Its value could decrease if it’s not growing enough, and especially if its customer base is not wide enough to avoid concentration risk (one customer representing between 5-20% of revenue). Similarly, contract risk is considered. How much of the agency’s revenue comes from a single carrier contract and how reliable is it?
Financing
With 2024 looking like a better year for the economy, buyers and sellers are looking at different ways to finance M&A deals. Cash or cash-equivalent deals are often financed through an insurance agency loan to the buyer. The seller walks away with a lump-sum payout. Deals that come with some type of seller equity rollover provide a level of protection to both buyers and sellers and help with continuity with clients.
These arrangements can take the form of the seller staying on in a minority-ownership capacity or a managerial role. Nearly every deal comes with some type of earnout component which rewards the seller with future payouts based on the agency hitting predetermined growth targets.
Flexibility
There’s almost no limit to the forms insurance agency acquisition financing can take, so it’s wise to consider options. Getting business loans for insurance agents through the SBA comes with a lot of strings and regulations. The buyer’s home usually must be listed as collateral, for example. Specialty lenders familiar with the insurance industry and its cash flows, however, can be more flexible and can put together deals that benefit both buyer and seller.
Lenders doing insurance agency financing like deals that keep the seller in the picture longer. These arrangements create an alignment between buyer and seller where the collateral, which is the revenue stream of the business, is not going to be stripped away or be in jeopardy of being stripped away.
Some of the strongest deals combine several components. For example, a purchase could involve a partial lump sum of cash paid for by an insurance agent loan to the buyer, the seller staying on as a part-time advisor while rolling equity forward, and a set of growth-target earnouts.
There may be a seller note as well, in which the sitting owner accepts future payments toward the final purchase price. Deals that stack these tools often are the most effective at getting both buyers and sellers purchase arrangements they want. They give more people skin in the game of making the business continue to grow.

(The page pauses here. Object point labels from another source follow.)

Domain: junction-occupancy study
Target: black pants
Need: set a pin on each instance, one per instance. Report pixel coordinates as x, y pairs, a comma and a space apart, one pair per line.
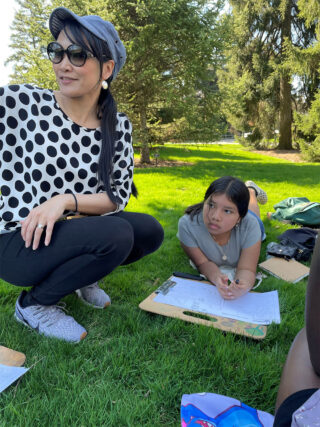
81, 251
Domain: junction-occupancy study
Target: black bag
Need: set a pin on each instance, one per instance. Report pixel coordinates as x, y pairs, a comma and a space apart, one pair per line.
303, 239
282, 251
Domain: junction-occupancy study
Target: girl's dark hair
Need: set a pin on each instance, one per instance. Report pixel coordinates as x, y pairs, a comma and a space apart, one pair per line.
107, 107
233, 188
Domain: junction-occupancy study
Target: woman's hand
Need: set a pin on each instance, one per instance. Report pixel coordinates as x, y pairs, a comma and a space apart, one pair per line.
44, 215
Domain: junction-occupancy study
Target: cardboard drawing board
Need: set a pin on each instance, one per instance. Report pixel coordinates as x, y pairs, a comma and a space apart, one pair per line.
247, 329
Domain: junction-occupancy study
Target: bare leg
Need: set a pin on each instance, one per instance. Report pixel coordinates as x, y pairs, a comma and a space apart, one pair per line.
298, 373
253, 204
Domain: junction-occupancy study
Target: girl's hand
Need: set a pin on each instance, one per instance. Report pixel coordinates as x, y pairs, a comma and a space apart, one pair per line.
238, 288
221, 282
44, 215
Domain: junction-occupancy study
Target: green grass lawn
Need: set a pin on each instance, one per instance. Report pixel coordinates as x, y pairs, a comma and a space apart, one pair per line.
133, 367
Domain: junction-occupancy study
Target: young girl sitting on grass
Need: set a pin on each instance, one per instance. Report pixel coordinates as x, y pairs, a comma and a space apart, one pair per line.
222, 235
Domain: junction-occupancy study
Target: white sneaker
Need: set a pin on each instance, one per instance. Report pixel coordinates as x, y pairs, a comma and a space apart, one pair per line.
94, 296
262, 197
50, 321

Lenders who provide insurance agency funding like these arrangements because they protect the cash flow of the business which is the collateral for the loan.
2024 Outlook
Many experts in 2023 expected insurance agency valuations to dip, but they held steady. In 2024, with interest rates expected to hold steady or soften, valuations could be on the increase and could stimulate more M&A activity. With less uncertainty about interest rates, there is more stability in the market and buyers and sellers may feel more confident making deals.
Disclaimer: Please note, Oak Street Funding does not provide legal or tax advice. This blog is for informational purposes only. It is not a statement of fact or recommendation, does not constitute an offer for a loan, professional or legal or tax advice or legal opinion and should not be used as a substitute for obtaining valuation services or professional, legal or tax advice.